Ball reports that the program is successful for about a quarter of the men and one-third of the women. The program has a slightly higher relapse rate than the overall rate for recovery programs tracked by the Department of Health and Human Services. But Anchor’s standards are also higher, only counting people who never return to addiction, no matter how long they’re out of the program.

Brett McCarty, a theological ethicist at Duke Divinity School and associate director of the Theology, Medicine, and Culture Initiative, has observed a divide in the way Christians think about addiction. More conservative Christians tend to favor abstinence, making sobriety a first priority. This is usually structured around 12-step programs. More progressive Christians typically support harm-reduction efforts, like methadone treatment, needle exchanges, and fentanyl testing kits. These deprioritize staying clean, but still reduce overdoses.

Such polarization frustrates McCarty. There are strengths and weaknesses in both approaches.
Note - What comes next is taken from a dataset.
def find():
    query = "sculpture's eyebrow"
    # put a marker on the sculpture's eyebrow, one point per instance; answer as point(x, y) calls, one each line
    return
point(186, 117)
There’s a lot of data that supports the effectiveness of harm-reduction efforts, but researchers can also see the impact of community involvement.

“The opposite of addiction is connection,” McCarty said.

Aaron Hymes, a licensed professional counselor and board-approved clinical supervisor who oversees the addiction counseling program at Milligan University in East Tennessee, suggests an “every door approach.” Bring people in the door—any door.

“You go with what works,” he said. “Medical assistance helps to minimize urges and cravings, to let a person work on other skills.” At the same time, “If all you do is hand out meds, nothing’s going to happen. They need to be engaged with a community, such as a church” to change their lives.

Hymes studied peer counseling for his doctoral dissertation and found that it had real value. But he also encourages congregations that offer peer counseling to look into training and professional supervision.

“Recovery happens in community,” he said. “But it’s not the same as clinical therapy. … Without training and supervision, someone can actually do harm.”

Before any of that can happen, though, churches have to see the need. They have to identify the problem as their problem and see themselves as the hands and feet to meet the need.

Back in Saltville, the youth group led the way. The teens of the church befriended a high school junior they knew from school and welcomed him into their community. As the boy started to share more about his life with the church, Lisa Bryant, the pastor, learned that all the adults in his family—both parents, a grandparent, and an uncle—were addicted to drugs. The boy wasn’t a user, but he was struggling to keep his head above water while he helped his family function and finished high school.

Sometimes his home was not a safe place to sleep. On those nights, he would sneak through an unlocked door at the town’s public library, where he found refuge in a crawlspace.

Bryant shared some of the details of his situation with a Bible study made up mostly of retired teachers and asked them to pray. She couldn’t help but notice the repeated need—drugs again.

This time, however, her church felt like it pertained to them. It wasn’t abstract anymore, a problem “out there” that they knew through statistics. This was a person in front of them with a need. They began collecting money, clothes, and food, and committed to support the boy until he finished high school. He graduated a year later and enlisted in the Army.

Now, the church is reconsidering starting a recovery group and thinking of other ways to address the opioids problem as well. The congregation is working with other Methodist churches in the district and a regional government agency to secure some short-term housing. They hope to set up an addiction counseling center.

“You do what you can,” Bryant said. “In 10 years, I’d love to see less drug use, but more realistic is that when we see somebody struggling with addiction, we see the image of God in them. What can we do to bring out that image?”

S. J. Dahlman is a professor of communications and journalism at Milligan University and the author of A Familiar Wilderness: Searching for Home on Daniel Boone’s Road.